Wir sehen weiterhin eine grosse Nachfrage nach AWS-Diensten, und wir sehen eine steigende Nachfrage nach generativen KI-Funktionen. Wir haben bereits eine Reihe von Regionen in Europa, und unsere Philosophie besteht darin, diese Regionen zu skalieren, damit die Kunden sich darauf verlassen können, dass die Kapazität verfügbar ist, wenn sie sie brauchen. Deshalb investieren wir weiterhin in der Schweiz, in Spanien, in Frankreich und anderswo in Europa.
Die Schweiz hat seit 2022 eine eigene AWS-Region. Welche wird als nächstes eröffnet?
Ich habe noch keine Einzelheiten, wohin wir als nächstes gehen. Die Schweiz war unsere letzte Region, die wir in Europa eröffnet haben. Wir bauen hierzulande und in anderen Regionen in der Umgebung, einschliesslich Frankfurt, weiter aus. Ausserdem haben wir angekündigt, dass wir in der Region Brandenburg eine European Sovereign Cloud starten.

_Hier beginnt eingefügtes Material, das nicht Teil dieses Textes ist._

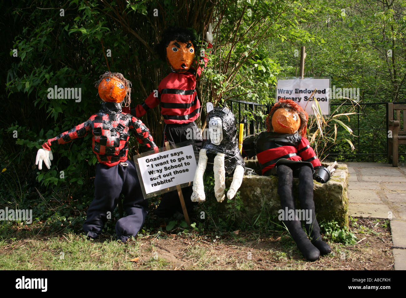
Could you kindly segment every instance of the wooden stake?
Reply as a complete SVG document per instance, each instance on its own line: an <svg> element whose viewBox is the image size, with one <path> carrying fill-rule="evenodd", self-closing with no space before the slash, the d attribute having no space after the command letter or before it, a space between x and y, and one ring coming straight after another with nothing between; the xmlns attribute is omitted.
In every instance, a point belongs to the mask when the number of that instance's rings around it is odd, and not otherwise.
<svg viewBox="0 0 406 298"><path fill-rule="evenodd" d="M169 142L165 142L165 147L166 150L171 149L169 147ZM185 200L183 198L183 194L182 193L182 189L179 185L176 186L176 189L178 191L178 195L179 196L179 199L180 200L180 204L182 205L182 210L183 211L183 215L185 217L185 220L188 226L190 225L190 221L189 219L189 214L188 214L188 210L186 210L186 205L185 205Z"/></svg>
<svg viewBox="0 0 406 298"><path fill-rule="evenodd" d="M304 58L306 58L306 54L304 51L304 46L302 47L300 50L300 78L303 79L303 74L304 72Z"/></svg>

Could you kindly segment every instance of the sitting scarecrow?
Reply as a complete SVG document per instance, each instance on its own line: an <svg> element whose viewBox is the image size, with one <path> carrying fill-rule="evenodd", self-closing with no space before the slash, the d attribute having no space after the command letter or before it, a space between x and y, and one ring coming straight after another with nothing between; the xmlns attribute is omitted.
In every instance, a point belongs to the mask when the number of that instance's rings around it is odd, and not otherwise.
<svg viewBox="0 0 406 298"><path fill-rule="evenodd" d="M299 198L302 208L309 210L311 220L304 221L307 238L297 217L283 222L304 257L315 261L329 253L330 246L323 241L316 219L313 201L313 179L325 183L329 169L321 165L306 138L307 114L290 99L281 100L271 109L266 118L267 131L244 140L243 156L258 158L263 175L278 176L278 193L282 210L296 212L292 193L293 177L299 178Z"/></svg>
<svg viewBox="0 0 406 298"><path fill-rule="evenodd" d="M148 205L140 187L134 163L127 160L130 133L149 149L158 151L148 128L139 119L123 113L120 103L130 101L131 83L121 73L107 72L96 82L99 95L104 102L98 112L68 131L48 140L38 150L36 165L42 169L43 161L50 169L53 159L52 146L65 144L91 133L92 149L99 163L95 178L95 198L88 210L83 224L85 234L95 238L101 232L107 218L117 206L120 193L124 196L123 206L126 216L116 224L117 240L123 242L135 236L142 226Z"/></svg>

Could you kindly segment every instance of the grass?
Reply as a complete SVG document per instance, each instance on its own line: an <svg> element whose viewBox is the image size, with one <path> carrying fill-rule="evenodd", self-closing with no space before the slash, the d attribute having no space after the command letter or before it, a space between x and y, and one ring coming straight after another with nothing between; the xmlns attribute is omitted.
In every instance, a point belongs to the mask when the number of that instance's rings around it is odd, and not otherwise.
<svg viewBox="0 0 406 298"><path fill-rule="evenodd" d="M239 231L219 236L193 229L140 234L124 244L114 236L95 240L72 233L40 236L9 230L0 238L1 270L391 269L387 220L350 219L360 243L327 238L330 255L306 261L283 231ZM12 238L12 236L14 236Z"/></svg>

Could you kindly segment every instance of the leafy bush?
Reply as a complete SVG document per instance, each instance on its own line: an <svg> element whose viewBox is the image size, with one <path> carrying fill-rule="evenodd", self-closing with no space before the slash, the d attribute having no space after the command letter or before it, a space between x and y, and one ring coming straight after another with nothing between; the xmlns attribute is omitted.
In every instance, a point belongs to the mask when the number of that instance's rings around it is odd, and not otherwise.
<svg viewBox="0 0 406 298"><path fill-rule="evenodd" d="M356 237L347 227L340 228L337 221L332 221L323 223L320 227L324 230L326 236L334 242L344 243L346 245L355 244Z"/></svg>

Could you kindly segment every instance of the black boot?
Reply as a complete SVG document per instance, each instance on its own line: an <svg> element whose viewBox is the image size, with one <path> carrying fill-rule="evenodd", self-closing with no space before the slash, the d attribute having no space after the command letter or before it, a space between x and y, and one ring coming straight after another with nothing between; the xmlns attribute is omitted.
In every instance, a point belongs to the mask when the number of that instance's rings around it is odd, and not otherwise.
<svg viewBox="0 0 406 298"><path fill-rule="evenodd" d="M282 210L288 212L292 210L294 212L295 205L292 195L293 180L292 169L287 166L281 165L276 168L278 174L278 193L281 199ZM286 219L288 214L285 214ZM302 227L302 223L296 216L294 220L284 220L283 222L289 233L298 246L298 248L304 257L309 261L315 261L320 256L320 252L310 242Z"/></svg>
<svg viewBox="0 0 406 298"><path fill-rule="evenodd" d="M310 167L304 165L299 169L299 193L300 206L305 210L305 214L311 215L311 218L304 219L304 226L307 234L313 240L313 245L318 249L322 255L330 253L331 248L323 241L320 234L320 227L316 219L314 201L313 200L313 177ZM303 220L303 219L302 219Z"/></svg>

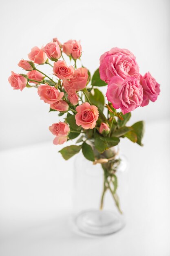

Was war der Gedanke hinter der Eröffnung dieser europäischen Sovereign Cloud?
Es gibt eine Reihe von Kunden, die ein zusätzliches Mass an Gewissheit brauchen, dass die Verarbeitung und die Abläufe vollständig von europäischen Bürgerinnen und Bürgern kontrolliert werden, und das ist der Ursprung der Idee der Sovereign Cloud. Wir erwarten, dass es einen kleinen Teil an Workloads geben wird, die wirklich in dieser Umgebung laufen müssen. Die Workloads der meisten Kunden können in einer der vielen Regionen laufen, die wir bereits in Europa zur Verfügung haben. Die Sovereign Cloud eignet sich zum Beispiel für Unternehmen, die im Finanzsektor tätig und stärker reguliert sind.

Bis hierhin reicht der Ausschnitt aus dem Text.